Students, teachers prepare for school

It's back to the books on Monday

Christina M. Currie

There are many things students will miss about the freedom of summer vacation, but the biggest, they said, is sleeping in.

Teachers have been preparing for the first day of school for weeks. Students are cramming days with activities they know they’ll miss.

Casey Jackson, who starts seventh grade Monday, said he’s giving up golfing and biking for school. The “cute girls” he expects to find among eighth-graders go a little way toward making up for that.

“I don’t want to go back because, well, it’s school,” he said.

Jackson is a little nervous about finding his way around a new school, but he and his friends are really looking forward to playing football.

“I think that it’s going to be a fun year because I get to play football and have parties and there are hot eighth-graders,” seventh-grader Christian Worth said.

Brittany Noland is looking forward to one last shopping trip before the school year begins, but that’s about all.

The incoming freshman believes — despite the assurances she’s heard from school officials — that she’ll be hazed.

“I’m scared, very scared,” she said. “I’m afraid I’ll get beat up or something.”

Noland said freshman year brings you four years closer to graduation and opens the door to extended privileges and a larger variety of people.

Hannah Terrill is not scared.

“Not one bit,” she said.

She’ll not miss having “too many rules” as a middle school student, but she will — like many others — miss sleeping in.

The school district expects to open doors Monday to more than 2,500 students ranging from preschool students to high school seniors.

Several events occurred near the end of the last school year geared toward making Monday a little easier on teachers and students. Freshmen were invited to the high school for an orientation and a tour of the school. They returned Friday to pick up their class schedules and were given free reign to find their lockers and learn the best routes to their classes.

Fourth-graders met their new principal and also were given a tour of what will be their new school alongside a sixth-grader who will act as a mentor.

For the district’s newest students, Monday’s classes will be cut short into an hour-long Family Connection time.

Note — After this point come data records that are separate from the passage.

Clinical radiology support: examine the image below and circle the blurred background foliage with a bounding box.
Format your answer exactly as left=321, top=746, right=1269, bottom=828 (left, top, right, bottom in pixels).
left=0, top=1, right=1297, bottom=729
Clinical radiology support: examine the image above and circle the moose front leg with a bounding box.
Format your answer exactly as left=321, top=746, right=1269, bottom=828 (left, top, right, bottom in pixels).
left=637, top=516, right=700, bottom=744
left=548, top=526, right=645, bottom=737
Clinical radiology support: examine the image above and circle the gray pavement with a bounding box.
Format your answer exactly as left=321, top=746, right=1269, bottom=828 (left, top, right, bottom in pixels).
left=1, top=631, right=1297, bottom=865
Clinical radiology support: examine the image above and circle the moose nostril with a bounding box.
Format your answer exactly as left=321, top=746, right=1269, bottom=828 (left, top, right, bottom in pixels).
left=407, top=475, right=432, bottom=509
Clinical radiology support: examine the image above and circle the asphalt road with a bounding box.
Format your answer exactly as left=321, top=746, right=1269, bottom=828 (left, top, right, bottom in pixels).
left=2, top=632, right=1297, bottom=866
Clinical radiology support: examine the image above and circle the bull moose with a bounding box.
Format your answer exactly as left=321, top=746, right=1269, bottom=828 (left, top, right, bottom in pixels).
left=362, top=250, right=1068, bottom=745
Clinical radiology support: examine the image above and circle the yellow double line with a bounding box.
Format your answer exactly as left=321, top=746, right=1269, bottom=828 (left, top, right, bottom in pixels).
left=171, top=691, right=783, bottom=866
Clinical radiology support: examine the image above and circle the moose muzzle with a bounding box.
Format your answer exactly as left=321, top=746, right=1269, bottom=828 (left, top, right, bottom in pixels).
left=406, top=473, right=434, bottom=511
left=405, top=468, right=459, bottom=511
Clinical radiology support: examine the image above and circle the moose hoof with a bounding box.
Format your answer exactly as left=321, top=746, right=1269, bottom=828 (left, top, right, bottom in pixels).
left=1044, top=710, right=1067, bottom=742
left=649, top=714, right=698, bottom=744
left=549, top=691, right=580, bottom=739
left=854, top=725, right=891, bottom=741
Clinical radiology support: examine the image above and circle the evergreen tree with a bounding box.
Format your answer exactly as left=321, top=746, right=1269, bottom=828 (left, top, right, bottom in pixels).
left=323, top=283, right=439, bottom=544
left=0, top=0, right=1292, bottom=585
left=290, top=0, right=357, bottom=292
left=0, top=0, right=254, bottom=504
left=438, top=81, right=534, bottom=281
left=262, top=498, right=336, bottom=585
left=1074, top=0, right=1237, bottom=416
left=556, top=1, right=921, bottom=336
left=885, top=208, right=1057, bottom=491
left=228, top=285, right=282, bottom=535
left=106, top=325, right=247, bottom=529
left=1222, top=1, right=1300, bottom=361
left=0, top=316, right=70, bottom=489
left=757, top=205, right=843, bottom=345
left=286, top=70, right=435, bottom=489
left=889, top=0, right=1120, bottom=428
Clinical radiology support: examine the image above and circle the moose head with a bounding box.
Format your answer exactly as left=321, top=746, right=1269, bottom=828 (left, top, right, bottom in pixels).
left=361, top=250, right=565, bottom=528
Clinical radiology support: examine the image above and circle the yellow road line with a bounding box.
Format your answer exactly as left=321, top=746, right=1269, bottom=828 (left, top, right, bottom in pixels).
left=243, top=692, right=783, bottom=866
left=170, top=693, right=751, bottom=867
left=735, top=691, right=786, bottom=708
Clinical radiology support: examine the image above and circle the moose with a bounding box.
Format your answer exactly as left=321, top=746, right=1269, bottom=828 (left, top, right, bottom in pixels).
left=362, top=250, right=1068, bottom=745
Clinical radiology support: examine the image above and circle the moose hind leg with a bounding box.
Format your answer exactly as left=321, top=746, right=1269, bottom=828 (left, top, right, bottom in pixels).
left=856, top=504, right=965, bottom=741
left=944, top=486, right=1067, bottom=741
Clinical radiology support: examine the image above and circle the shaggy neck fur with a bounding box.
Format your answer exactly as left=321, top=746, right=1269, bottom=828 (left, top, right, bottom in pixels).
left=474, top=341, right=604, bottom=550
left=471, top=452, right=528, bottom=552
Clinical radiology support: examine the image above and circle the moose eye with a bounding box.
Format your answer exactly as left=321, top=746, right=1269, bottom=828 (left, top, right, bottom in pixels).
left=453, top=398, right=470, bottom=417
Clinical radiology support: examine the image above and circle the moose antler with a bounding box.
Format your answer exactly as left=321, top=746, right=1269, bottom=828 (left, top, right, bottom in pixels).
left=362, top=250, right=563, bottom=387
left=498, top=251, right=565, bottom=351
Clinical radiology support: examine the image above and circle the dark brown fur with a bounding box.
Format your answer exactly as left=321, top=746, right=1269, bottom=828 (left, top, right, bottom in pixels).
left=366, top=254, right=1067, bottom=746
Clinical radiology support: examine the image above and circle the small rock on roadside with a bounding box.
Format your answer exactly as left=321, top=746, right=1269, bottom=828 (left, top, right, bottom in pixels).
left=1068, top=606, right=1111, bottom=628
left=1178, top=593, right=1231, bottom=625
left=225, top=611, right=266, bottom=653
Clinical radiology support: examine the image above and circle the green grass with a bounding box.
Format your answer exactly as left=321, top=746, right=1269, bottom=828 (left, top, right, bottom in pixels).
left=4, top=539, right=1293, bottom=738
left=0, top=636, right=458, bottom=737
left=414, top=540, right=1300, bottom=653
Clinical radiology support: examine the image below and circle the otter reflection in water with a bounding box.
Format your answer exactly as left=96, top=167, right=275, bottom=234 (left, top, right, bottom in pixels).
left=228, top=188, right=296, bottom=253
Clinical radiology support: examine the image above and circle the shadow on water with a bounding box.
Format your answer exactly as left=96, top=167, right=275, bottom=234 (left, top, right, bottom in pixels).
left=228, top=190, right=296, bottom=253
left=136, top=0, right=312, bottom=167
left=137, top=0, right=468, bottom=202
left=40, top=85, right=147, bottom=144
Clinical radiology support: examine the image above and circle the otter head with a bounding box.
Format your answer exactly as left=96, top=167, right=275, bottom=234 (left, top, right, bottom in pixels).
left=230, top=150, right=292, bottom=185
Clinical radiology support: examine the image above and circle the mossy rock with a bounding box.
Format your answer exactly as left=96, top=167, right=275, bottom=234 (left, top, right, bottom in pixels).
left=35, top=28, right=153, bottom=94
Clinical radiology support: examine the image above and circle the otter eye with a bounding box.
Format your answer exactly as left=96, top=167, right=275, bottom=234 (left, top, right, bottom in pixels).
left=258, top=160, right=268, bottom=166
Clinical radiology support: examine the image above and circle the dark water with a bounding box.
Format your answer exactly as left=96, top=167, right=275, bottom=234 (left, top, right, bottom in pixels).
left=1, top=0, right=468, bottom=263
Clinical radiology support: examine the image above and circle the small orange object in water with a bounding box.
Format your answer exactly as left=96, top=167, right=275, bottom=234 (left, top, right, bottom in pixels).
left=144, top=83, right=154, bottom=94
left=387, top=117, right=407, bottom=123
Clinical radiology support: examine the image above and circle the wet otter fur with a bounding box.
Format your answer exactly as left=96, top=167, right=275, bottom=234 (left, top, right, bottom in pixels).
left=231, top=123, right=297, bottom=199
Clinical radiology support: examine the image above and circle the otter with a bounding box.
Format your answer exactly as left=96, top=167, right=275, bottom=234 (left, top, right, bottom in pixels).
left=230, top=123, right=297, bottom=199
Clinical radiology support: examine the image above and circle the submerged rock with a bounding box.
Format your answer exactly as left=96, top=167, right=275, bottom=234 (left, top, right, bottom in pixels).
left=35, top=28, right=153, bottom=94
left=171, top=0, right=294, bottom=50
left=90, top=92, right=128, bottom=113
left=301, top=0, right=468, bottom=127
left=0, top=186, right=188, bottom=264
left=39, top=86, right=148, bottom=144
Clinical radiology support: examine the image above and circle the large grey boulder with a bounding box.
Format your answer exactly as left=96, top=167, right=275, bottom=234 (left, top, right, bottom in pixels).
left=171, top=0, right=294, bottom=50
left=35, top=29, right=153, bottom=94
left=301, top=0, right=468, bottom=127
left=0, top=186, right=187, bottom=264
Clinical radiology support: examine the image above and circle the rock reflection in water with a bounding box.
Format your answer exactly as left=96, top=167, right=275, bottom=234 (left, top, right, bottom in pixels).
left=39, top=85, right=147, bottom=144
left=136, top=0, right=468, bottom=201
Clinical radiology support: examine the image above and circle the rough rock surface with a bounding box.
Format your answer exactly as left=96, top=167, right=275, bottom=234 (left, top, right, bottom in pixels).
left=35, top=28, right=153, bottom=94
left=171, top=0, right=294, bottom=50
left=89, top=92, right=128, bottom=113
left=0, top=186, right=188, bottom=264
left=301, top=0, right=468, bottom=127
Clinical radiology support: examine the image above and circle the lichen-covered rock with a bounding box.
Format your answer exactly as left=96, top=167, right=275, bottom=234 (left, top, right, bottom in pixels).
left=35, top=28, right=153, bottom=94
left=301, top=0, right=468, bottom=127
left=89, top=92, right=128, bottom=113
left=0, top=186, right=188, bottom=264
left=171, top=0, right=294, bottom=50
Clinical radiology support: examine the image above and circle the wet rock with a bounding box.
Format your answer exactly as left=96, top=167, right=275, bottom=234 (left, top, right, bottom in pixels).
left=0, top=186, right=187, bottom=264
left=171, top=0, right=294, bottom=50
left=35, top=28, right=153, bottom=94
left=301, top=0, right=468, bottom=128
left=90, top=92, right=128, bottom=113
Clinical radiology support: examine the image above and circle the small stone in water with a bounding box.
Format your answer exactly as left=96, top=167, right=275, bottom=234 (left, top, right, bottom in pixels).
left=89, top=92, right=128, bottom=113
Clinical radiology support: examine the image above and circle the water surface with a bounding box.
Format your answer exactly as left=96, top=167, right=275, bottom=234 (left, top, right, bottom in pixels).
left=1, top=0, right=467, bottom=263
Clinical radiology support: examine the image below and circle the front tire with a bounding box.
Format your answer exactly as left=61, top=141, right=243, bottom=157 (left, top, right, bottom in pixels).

Parents are expected to bring their kindergarteners to school and stay for the opportunity to meet their teachers and explore the classroom with their children.

For younger students who might still have some traumatic moments, experts offered a few tips.

“One of the biggest things, and it’s a very stressful thing for a child, is if they don’t have their lunch or their lunch money,” East Elementary School Principal Diana Cook said.

She said that among the chaos of getting a child and all their supplies to school on the first day, parents often forget to pack a lunch or to hand out lunch money.

Cook also recommended that parents be sure their children know how they’re getting home.

“If mom or dad comes the first day, that really helps,” she said. “That just really starts their day off right.”

Sunset Elementary School secretary Goldie Arroyo said the first day of school is not as chaotic or traumatic as many think.

“We’re just so ready for them that everything’s going to go great,” she said.

Although there’s generally some confusion finding classrooms at the beginning of the day, she said, students are quickly settled into the routine they’ll follow throughout the year.

Safety is a concern as students set out on foot, ride busses or begin driving to school. Cooks asks that drivers be extra aware and that students walking to school do so quickly and carefully.